How many novel textual posts and images are published to Facebook each day? How many total words and pixels do those posts add on a daily basis? How many links are shared on the platform each day?

The answer is that we simply don’t know and there is no independent external auditing of the few vague numbers Facebook does release. In terms of the number of links shared daily on the platform, the only insights we have are the estimates the company released for a research dataset it is compiling from its archives, suggesting that link sharing on Facebook is far rarer than imagined.

Of course, it is Twitter that has become the centerpiece of the social media analytics industry due to its decision to make a realtime firehose of its entire platform available for analytics.

Despite its ubiquity and the fact that nearly every social media analytics platform in the world offers at least basic Twitter support, the company has not released official volume numbers in quite some time.

For its part, when asked how many tweets have been published since its founding, a Twitter spokesperson this afternoon offered only “not commenting.” When asked why it no longer publishes such numbers, the company did not respond.

It didn’t use to be this way.
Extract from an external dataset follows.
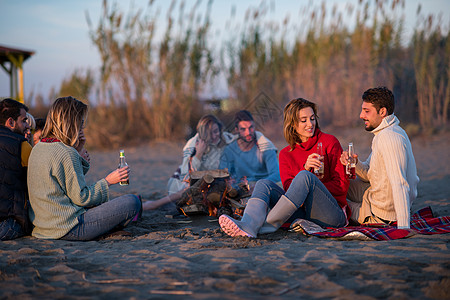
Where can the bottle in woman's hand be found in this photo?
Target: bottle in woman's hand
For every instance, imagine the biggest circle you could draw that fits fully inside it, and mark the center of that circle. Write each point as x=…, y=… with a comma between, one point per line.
x=122, y=164
x=319, y=171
Twitter used to regularly publish its latest volume milestones and in 2014 it proudly announced that it had reached half a trillion tweets.

In recent years, however, the company has been relatively reticent regarding precise growth numbers that would make it easier to understand the company’s trajectory.

Nor has it been forthcoming about the geographic and demographic reach and representativeness of its user base.

Extrapolating from previous trends we can estimate that there have been just over one trillion tweets sent since the service’s founding.

Despite the sheer number of tweets, the historical 140-character size limit of tweets (which averaged around 74 bytes Twitter-wide in 2012) means those trillion tweets add up only to a few tens of terabytes of actual text, of which a large portion are duplicate posts in the form of retweets proxying for “likes.”

Compared with online news coverage over the last four years, we see that the full Twitter firehose is actually only slightly larger, while the Decahose and 1% products that most researchers work with are considerably smaller. Even digitized books aren’t that far off.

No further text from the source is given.